Hedge funds could be missing out on asset diversification.
Hedge funds lack long-term returns that could prove diversification as managers highlight shorter-term performance.
Now, local hedge finds are slowly cleaning up their acts to be more appealing to the ordinary investors.
However, hedge funds still have a long way to go before financial advisors, and investment platforms make them readily accessible.
Hedge fund managers believe they are missing out on potentially better returns, which diversifying in the alternative assets class could offer.
According to Zeeman, among the hedge funds that retail investors could buy, 82% outperformed the JSE all share over the past two years. Only 45% of long-only funds achieved the same feat.
A new classification standard for SA hedge funds is underway.
When longer-term comparable return becomes available, Wilhelm Landman says investors will see that hedge funds, like other funds, have varied performance.
Wilhelm is a director at AIP Capital Management, which manages various retail hedge funds.
Asset class diversification
As evidence, 36One, which manages the retail equity hedge fund managed, returned 8.86% on average a year for the past three years since it became a retail investor hedge. The return is relative to the all-share index’s 7.06% return.
Wilhelm says if investors should compare their portfolio since late 2016 with precisely that same portfolio but with 10% allocated to a basket of divergent strategy hedge funds. They’ll probably find that their returns were enhanced, and their portfolio suffered smaller drawdowns through the period.
According to Eugene Visagie, most platforms can only accommodate funds that do daily and not monthly pricing.
He says more funds adopt daily pricing, and more will find their way on to platforms.
Eugene Visagie is a portfolio specialist at Morningstar.
Landman says many advisers don’t recommend hedge funds because they are not licensed to do so and don’t have experience working with these funds.
Visagie says the role of discretionary investment managers or multi-managers is crucial in blending hedge funds into a portfolio to reduce volatility and increase returns. Investors also need their expertise to understand the hedge funds’ diverse strategies.

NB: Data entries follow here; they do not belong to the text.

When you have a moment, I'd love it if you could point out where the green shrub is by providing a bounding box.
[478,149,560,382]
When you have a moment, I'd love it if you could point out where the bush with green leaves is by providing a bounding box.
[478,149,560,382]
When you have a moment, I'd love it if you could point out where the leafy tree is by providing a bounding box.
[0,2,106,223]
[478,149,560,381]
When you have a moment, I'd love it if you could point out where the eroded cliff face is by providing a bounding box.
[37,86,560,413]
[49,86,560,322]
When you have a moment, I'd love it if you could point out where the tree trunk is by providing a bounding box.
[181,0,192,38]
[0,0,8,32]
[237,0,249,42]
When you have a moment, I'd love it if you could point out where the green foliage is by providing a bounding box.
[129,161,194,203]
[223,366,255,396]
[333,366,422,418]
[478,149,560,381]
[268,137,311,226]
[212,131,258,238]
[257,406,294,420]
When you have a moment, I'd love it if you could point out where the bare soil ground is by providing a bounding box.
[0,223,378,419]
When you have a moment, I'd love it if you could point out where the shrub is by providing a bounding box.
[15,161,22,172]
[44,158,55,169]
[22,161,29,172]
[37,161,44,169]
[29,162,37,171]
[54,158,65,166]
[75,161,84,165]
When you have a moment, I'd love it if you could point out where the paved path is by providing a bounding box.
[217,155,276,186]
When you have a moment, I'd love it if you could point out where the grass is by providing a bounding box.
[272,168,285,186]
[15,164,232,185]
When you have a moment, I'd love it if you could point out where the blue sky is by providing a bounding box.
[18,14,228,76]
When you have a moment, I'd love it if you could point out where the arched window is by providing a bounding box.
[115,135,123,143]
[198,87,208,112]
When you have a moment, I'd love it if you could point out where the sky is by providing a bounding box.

Another reason investors and their advisers steer clear of hedge funds is their high fees.
Hedge funds have traditionally charged a high 2% annual fee with a hefty 20% performance fee on returns above what are often low hurdles such as the return on cash.
Fairtree’s Cornelius Zeeman says retail hedge funds look and feel like a traditional unit trust as they have daily pricing, daily liquidity, and low minimum investment thresholds.